The requirement for an effective handling and management of heterogeneous and possibly confidential data continuously increases within multiple scientific domains.
PLANET (Pollution Lake ANalysis for Effective Therapy) is a INFN-funded research initiative aiming to implement an observational study to assess a possible statistical association between environmental pollution and Covid19 infection, symptoms and course. PLANET is built on a "data-centric" based approach that takes into account clinical components, environmental and pollution conditions, complementing primary data and many eventual confounding factors such as population density, commuter density, socio-economic metrics and more.

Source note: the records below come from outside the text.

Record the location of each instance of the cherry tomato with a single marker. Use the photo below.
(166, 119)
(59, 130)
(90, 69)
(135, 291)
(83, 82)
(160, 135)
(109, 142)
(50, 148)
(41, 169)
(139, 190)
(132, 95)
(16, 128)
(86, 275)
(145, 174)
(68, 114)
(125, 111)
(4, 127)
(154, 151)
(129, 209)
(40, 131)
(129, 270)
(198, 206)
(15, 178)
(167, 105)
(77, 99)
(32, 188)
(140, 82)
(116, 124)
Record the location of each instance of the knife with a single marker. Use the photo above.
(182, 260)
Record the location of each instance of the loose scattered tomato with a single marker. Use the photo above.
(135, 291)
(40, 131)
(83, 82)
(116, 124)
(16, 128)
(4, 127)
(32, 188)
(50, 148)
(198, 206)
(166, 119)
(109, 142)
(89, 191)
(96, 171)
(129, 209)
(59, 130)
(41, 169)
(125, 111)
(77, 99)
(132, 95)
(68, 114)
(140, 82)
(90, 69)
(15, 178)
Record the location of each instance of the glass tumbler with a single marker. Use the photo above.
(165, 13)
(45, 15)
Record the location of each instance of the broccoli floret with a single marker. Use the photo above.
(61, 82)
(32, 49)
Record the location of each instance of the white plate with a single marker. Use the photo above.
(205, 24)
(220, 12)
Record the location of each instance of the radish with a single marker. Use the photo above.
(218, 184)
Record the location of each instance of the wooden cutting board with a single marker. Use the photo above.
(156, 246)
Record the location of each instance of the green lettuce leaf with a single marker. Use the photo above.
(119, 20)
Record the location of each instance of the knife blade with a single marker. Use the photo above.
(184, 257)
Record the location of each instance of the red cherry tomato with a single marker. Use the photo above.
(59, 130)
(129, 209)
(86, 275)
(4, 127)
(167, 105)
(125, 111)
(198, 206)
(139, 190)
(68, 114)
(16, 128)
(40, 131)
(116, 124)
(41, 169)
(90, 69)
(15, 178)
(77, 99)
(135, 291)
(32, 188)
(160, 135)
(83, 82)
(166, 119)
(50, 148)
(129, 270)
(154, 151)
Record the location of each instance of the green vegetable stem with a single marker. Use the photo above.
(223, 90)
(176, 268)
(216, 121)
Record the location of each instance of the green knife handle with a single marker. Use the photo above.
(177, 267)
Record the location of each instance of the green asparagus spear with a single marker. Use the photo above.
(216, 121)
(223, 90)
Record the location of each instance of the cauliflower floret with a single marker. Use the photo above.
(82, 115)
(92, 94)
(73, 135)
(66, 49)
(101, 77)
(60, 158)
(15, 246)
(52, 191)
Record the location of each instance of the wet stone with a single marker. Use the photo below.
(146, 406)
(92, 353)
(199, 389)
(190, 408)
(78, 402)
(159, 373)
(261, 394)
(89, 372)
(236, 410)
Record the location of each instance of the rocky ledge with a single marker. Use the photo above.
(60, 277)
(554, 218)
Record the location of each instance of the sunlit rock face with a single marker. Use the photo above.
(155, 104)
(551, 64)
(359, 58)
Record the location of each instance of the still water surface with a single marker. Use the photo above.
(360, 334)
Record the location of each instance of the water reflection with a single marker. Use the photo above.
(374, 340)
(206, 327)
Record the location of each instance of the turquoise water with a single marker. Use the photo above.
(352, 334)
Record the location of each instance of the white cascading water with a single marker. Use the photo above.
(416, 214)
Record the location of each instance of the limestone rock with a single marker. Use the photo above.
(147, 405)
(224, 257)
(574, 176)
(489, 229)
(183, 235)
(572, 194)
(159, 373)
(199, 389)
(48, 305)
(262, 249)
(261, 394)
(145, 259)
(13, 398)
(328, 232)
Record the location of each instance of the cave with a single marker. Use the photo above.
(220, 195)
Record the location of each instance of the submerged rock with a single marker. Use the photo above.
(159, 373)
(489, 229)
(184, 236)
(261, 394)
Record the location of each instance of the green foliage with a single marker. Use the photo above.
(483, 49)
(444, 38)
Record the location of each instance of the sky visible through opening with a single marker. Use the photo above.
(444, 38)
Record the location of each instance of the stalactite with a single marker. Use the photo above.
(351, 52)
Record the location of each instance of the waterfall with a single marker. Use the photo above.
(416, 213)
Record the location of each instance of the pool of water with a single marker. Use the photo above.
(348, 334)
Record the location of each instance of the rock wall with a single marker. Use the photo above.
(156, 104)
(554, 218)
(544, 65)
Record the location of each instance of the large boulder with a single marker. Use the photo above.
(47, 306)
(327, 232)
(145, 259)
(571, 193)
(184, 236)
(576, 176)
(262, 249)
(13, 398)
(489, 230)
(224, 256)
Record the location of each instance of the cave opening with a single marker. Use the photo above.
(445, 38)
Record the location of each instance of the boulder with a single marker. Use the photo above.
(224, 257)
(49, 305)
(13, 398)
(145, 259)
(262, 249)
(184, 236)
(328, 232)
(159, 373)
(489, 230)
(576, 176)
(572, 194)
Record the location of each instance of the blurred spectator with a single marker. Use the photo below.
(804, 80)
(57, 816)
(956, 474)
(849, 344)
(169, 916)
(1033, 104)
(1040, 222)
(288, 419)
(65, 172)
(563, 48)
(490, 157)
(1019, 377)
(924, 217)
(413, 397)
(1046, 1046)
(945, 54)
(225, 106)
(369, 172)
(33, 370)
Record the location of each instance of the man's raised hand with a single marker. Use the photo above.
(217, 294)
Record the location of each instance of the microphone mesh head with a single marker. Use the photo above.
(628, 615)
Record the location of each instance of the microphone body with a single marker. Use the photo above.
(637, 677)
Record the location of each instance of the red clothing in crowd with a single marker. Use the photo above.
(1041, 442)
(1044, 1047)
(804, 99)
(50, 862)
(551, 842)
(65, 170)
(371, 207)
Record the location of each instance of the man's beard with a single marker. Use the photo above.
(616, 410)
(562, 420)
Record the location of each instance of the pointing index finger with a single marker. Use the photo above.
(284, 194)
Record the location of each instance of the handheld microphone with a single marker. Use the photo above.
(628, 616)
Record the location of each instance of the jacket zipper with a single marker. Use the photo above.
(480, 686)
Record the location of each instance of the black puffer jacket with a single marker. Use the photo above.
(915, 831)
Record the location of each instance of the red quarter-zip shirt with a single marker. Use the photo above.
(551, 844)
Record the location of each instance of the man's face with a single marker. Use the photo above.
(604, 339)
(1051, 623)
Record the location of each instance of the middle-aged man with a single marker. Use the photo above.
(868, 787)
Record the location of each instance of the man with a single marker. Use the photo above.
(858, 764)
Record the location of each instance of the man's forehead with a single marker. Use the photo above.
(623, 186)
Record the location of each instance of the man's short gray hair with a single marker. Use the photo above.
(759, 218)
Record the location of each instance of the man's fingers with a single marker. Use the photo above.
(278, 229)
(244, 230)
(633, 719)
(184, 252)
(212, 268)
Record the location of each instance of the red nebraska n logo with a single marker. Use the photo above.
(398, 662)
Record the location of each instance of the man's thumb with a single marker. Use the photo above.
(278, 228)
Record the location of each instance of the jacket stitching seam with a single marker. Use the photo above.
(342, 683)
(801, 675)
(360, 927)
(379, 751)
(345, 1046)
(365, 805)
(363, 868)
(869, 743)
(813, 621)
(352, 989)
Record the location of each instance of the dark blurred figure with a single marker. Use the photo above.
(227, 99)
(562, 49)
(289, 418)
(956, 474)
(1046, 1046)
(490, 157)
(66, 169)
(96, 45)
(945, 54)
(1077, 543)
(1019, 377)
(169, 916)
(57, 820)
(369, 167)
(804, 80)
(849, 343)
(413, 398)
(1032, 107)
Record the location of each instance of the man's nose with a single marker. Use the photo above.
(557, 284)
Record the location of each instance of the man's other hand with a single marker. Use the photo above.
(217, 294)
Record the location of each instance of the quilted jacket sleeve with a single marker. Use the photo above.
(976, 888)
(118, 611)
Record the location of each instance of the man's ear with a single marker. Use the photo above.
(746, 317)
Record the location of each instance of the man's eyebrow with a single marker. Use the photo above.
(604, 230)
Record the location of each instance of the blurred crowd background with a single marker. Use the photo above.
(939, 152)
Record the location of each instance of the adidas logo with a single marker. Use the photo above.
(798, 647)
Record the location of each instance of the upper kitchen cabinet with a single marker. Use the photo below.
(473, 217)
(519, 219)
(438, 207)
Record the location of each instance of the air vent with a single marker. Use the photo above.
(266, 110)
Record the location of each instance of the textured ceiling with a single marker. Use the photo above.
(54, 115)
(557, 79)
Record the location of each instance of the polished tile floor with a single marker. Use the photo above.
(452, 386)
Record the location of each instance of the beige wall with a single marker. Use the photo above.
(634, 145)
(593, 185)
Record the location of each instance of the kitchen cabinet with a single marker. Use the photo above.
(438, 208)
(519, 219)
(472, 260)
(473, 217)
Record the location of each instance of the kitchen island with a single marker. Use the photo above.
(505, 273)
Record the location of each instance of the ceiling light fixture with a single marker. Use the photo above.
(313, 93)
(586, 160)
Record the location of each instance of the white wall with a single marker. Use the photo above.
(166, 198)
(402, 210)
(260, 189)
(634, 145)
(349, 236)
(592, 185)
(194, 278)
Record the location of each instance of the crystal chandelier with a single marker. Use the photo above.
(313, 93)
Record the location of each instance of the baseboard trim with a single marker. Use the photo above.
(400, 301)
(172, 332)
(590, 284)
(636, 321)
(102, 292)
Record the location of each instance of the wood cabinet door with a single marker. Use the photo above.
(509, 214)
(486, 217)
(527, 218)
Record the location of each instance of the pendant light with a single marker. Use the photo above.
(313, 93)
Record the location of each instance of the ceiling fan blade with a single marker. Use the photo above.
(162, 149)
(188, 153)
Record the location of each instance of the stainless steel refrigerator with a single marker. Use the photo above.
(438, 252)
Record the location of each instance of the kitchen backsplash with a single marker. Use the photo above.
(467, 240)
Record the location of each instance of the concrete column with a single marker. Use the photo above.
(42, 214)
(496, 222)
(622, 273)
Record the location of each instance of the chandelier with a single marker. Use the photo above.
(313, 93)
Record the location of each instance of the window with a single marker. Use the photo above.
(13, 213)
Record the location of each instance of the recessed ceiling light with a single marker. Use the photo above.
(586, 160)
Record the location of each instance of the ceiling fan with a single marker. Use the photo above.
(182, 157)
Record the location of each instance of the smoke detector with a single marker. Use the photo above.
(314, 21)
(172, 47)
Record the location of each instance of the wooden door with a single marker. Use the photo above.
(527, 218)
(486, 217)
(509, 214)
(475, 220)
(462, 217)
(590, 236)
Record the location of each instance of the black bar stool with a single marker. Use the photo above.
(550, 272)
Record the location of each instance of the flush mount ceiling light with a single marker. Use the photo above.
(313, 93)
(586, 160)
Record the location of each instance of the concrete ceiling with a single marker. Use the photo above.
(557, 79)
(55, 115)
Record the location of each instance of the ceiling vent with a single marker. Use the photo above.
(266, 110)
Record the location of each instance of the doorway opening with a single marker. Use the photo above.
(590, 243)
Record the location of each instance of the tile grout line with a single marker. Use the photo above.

Besides the scientific one, the main technical challenge of the project is about collecting, indexing, storing and managing many types of datasets while guaranteeing FAIRness as well as adherence to the prescribed regulatory frameworks, such as those granted by the General Data Protection Regulation, GDPR.
In this contribution we describe the developed open-source DataLake platform, detailing its key features: the event-based storage system provided by MinIO, which allows automatic metadata processing; the data-ingestion pipeline implemented via Argo Workflows; the GraphQL interface to query object metadata; finally, the seamless integration of the platform within a compute multi-user environment, showing how all these frameworks are integrated in the Enhanced PrIvacy and Compliance (EPIC) Cloud partition of the INFN Cloud federation.